Рокоссовский поморщился:
— Тут такое дело… Пресса уже разнюхала и в нескольких газетах уже с утра появилась информация о крепости под Огородзенцем. Там пока ничего конкретного, но, думаю, это только начало. Там и без нашего участия всё разнесут и приукрасят.
Дальше решали иные вопросы, но я уверен, что все сейчас думали именно о той злосчастной крепости и о невесть что возомнившем о себе подполковнике, решившем совершить очень громкое самоубийство.
Будто в подтверждение слов Рокоссовского, София в разговоре вечером, как бы между прочим тоже поинтересовалась у меня о крепости. Мол, обсуждали ли мы её на совещании и будем ли как-то защищать тех солдат и поддерживать их. Мол, такую инициативу нужно поощрять.

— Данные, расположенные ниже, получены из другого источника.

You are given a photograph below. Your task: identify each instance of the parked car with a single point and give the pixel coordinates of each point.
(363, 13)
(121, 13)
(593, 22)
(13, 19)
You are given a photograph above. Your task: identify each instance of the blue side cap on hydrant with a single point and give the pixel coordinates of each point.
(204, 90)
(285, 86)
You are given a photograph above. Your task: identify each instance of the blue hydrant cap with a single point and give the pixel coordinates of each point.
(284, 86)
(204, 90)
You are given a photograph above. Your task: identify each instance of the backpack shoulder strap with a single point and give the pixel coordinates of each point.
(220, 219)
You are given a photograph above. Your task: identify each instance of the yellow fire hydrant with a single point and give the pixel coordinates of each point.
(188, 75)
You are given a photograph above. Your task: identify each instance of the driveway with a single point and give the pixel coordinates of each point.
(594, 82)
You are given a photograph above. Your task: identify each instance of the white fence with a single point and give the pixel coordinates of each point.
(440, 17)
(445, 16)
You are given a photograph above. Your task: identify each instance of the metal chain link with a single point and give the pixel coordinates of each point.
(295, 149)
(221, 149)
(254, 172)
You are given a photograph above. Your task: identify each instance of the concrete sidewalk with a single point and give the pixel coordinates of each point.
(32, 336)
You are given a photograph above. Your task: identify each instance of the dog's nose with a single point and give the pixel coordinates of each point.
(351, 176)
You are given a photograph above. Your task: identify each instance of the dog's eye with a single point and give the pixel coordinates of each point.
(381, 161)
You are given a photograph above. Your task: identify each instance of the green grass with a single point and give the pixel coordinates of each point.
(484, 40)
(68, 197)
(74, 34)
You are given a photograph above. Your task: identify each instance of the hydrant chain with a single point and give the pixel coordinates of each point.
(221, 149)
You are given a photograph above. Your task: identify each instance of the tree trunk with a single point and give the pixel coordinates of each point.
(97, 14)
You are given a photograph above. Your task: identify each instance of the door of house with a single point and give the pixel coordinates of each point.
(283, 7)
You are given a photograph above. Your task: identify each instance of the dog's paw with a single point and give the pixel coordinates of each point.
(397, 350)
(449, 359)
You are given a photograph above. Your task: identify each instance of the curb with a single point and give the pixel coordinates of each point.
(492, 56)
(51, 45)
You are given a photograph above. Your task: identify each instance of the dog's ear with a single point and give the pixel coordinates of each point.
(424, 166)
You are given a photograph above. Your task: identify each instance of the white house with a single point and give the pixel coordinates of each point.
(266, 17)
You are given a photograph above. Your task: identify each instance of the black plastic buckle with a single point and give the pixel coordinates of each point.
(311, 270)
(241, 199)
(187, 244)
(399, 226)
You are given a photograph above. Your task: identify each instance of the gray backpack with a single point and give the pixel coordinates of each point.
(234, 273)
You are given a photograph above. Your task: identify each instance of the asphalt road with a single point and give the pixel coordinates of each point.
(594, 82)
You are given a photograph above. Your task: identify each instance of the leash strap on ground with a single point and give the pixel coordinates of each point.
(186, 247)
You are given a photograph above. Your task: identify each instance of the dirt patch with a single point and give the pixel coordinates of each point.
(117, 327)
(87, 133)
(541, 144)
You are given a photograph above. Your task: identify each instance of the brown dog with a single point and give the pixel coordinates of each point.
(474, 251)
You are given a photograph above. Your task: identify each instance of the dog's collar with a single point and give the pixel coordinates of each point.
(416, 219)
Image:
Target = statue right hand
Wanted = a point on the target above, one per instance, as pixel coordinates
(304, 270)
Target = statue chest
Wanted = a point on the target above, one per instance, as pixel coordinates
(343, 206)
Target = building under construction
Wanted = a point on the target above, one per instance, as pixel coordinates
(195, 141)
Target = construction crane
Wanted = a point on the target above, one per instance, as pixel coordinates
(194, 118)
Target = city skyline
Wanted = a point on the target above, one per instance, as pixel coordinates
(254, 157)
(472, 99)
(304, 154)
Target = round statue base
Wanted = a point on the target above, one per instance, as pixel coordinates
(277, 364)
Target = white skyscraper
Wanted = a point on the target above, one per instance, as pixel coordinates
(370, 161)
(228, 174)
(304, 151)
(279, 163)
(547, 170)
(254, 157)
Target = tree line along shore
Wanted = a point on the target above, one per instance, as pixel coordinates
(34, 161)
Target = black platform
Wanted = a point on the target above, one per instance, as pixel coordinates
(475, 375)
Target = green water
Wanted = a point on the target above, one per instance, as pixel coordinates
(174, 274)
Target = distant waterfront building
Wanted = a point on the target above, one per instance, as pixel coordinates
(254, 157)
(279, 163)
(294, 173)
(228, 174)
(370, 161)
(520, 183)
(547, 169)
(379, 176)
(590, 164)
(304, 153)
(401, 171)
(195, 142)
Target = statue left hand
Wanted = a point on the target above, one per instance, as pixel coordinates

Я только поморщился. За такую инициативу нужно расстреливать. Как минимум, за то, что был нарушен прямой приказ. И плевать, кто на какой земле вырос. Сейчас бои там просто нецелесообразны и, как минимум, опасны. Опять же непонятно, как дальше будут вести себя польские националисты. И как бы не получилось так, что крепость в итоге сдадут. Вот только не потому, что немцы такие молодцы, а потому что того же Тышкевича свои же и предадут. А может, и вовсе убьют.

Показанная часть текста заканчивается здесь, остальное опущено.